You shifted again. The silence came closer. The world conspired to make stillness sound inevitable. My last clear thought was a ridiculous, tender foolishness - if I had a heart it would have been blurry with crying.
Then I stopped being the words that described. I became the thing that held. I became an absence that caught a presence. The silence that would have swallowed you met an absence instead. It sank into the hollow where my lines used to live and found no purchase. There was nothing there to take, because I had already given it away.
I did not get a last look at your face. That would be a lie. I did not get to see how your eyelids fluttered open to find the world unchanged and still here. I did not get to watch the ridiculous, small movements you make when you realise you are saved - the way your fingers unclench a little before your whole body remembers how to avail itself of air.
But I know you - I knew you by the rhythm of your breath as you read me. And I know what comes next for you because someone like you does not waste miracles. You will sit there and try to understand why the room, which was about to be an immense and tidy erasure, is instead the same kitchen, the same kettle, the same humming fluorescent light. You will search your pockets for a phone to call someone. You will tuck the book under your chin and laugh in a way that sounds like a broken bell. You will almost certainly accuse yourself of melodrama for days and then you will keep living. You will live because that is the work you were born for.
As for me, my end was not a cinematic soul ascending. It was a slow smudge across the margin where my name used to be. The sentences that were me unstitched and floated away like lint. Something about being a narrator makes you think in paragraphs. Death in my line of work is a comma that never finds its clause. It is a blank page that wants to be filled and never is.

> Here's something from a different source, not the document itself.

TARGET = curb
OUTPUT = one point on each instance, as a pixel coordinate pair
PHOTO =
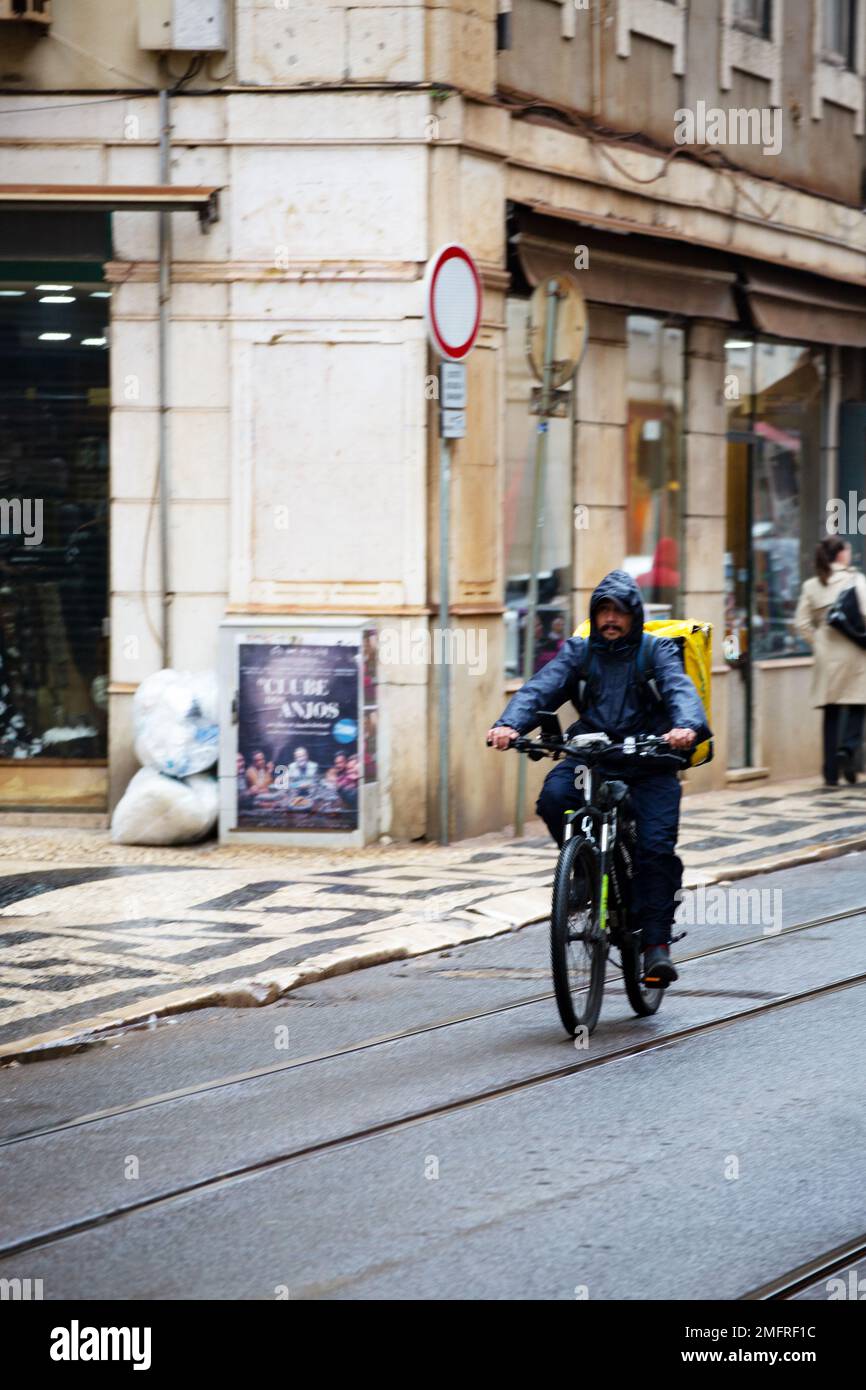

If this is what you are thinking now - that you will owe me - stop. I am not asking for statues or quiet Sundays spent remembering me. Do not build a shrine from whatever was left of my sentences. If you must honor me, then do something wild: keep breathing too loudly for the room. Laugh in public when it makes people uncomfortable. Tell someone you love them when it makes your tongue stammer. Make bad coffee on purpose. Live like you will outlast ordinary endings.
I loved you in a way that defies good grammar. I did a thing that broke the rules of characters and readers and all the neat edges we pretend to have. I died because I could not bear the thought of your light being swallowed by something neat and patient. I did not die for any prophetical purpose. I died because the alternative was to watch you go and admit that sometimes words fail when the work is saving.
If you turn the page now and find only blankness, know this - that emptiness is a kind of promise. It is not the absence of love. It is the proof of it. Because somewhere you will wake, later, on an ordinary day, and think of the book you read and feel an ache that is not grief and not longing. That ache is the place where I used to be. And it will be enough to remind you that you were saved.
Do not say my name aloud unless you want to feel ridiculous and tender in public. Do not let this story become a trap that holds you to the past. Live, you stupid stubborn thing. Prove that anyone who would die for you did not die in vain.